Abstract

Simple SummaryAnti-PD-1/PD-L1 and anti-CTLA-4-based immune checkpoint blockade (ICB) immunotherapy have recently emerged as a breakthrough in human cancer treatment. Durable efficacy has been achieved in many types of human cancers. However, not all human cancers respond to current ICB immunotherapy and only a fraction of the responsive cancers exhibit efficacy. Osteopontin (OPN) expression is highly elevated in human cancers and functions as a tumor promoter. Emerging data suggest that OPN may also regulate immune cell function in the tumor microenvironment. This review aims at OPN function in human cancer progression and new findings of OPN as a new immune checkpoint. We propose that OPN compensates PD-L1 function to promote tumor immune evasion, which may underlie human cancer non-response to current ICB immunotherapy.OPN is a multifunctional phosphoglycoprotein expressed in a wide range of cells, including osteoclasts, osteoblasts, neurons, epithelial cells, T, B, NK, NK T, myeloid, and innate lymphoid cells. OPN plays an important role in diverse biological processes and is implicated in multiple diseases such as cardiovascular, diabetes, kidney, proinflammatory, fibrosis, nephrolithiasis, wound healing, and cancer. In cancer patients, overexpressed OPN is often detected in the tumor microenvironment and elevated serum OPN level is correlated with poor prognosis. Initially identified in activated T cells and termed as early T cell activation gene, OPN links innate cells to adaptive cells in immune response to infection and cancer. Recent single cell RNA sequencing revealed that OPN is primarily expressed in tumor cells and tumor-infiltrating myeloid cells in human cancer patients. Emerging experimental data reveal a key role of OPN is tumor immune evasion through regulating macrophage polarization, recruitment, and inhibition of T cell activation in the tumor microenvironment.

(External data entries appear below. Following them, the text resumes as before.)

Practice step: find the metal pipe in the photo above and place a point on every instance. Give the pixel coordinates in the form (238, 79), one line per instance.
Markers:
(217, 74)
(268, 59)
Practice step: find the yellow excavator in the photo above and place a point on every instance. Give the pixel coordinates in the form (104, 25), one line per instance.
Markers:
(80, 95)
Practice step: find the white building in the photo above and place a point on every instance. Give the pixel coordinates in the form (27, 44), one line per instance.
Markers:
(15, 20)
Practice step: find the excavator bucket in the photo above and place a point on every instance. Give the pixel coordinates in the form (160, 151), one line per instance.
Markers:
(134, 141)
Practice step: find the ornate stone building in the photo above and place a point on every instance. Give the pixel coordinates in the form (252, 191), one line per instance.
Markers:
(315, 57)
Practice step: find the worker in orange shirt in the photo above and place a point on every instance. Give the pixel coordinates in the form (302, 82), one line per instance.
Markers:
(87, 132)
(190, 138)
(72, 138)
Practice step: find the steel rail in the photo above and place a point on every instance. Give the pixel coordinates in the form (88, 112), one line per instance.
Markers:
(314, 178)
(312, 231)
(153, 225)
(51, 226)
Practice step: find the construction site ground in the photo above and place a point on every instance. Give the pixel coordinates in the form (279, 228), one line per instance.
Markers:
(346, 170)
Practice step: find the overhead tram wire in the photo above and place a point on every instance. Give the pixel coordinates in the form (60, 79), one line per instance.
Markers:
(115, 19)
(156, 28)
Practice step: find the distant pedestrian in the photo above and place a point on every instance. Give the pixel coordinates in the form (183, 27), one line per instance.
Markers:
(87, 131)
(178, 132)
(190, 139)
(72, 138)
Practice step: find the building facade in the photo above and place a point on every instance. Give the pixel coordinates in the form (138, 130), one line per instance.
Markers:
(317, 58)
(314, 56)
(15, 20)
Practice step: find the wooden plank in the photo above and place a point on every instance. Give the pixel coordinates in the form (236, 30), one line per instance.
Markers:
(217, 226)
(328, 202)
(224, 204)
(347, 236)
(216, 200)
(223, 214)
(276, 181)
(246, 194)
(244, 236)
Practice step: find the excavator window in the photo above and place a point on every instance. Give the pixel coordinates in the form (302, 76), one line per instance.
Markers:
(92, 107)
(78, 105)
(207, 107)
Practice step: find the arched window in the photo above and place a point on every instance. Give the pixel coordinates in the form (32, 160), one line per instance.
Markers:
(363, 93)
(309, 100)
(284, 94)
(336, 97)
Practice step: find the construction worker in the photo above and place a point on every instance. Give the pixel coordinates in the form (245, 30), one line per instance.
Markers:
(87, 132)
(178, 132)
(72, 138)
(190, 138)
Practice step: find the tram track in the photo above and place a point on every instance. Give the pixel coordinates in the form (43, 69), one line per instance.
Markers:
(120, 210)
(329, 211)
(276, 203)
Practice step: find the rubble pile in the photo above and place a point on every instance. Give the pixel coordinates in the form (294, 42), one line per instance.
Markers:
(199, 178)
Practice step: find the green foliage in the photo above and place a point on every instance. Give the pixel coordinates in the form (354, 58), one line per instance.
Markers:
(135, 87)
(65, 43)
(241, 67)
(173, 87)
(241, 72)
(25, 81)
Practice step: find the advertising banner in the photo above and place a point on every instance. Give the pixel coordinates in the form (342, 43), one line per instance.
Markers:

Therefore, in addition to its well-established direct tumor cell promotion function, OPN also acts as an immune checkpoint to negatively regulate T cell activation. The OPN protein level is highly elevated in peripheral blood of human cancer patients. OPN blockade immunotherapy with OPN neutralization monoclonal antibodies (mAbs) thus represents an attractive approach in human cancer immunotherapy.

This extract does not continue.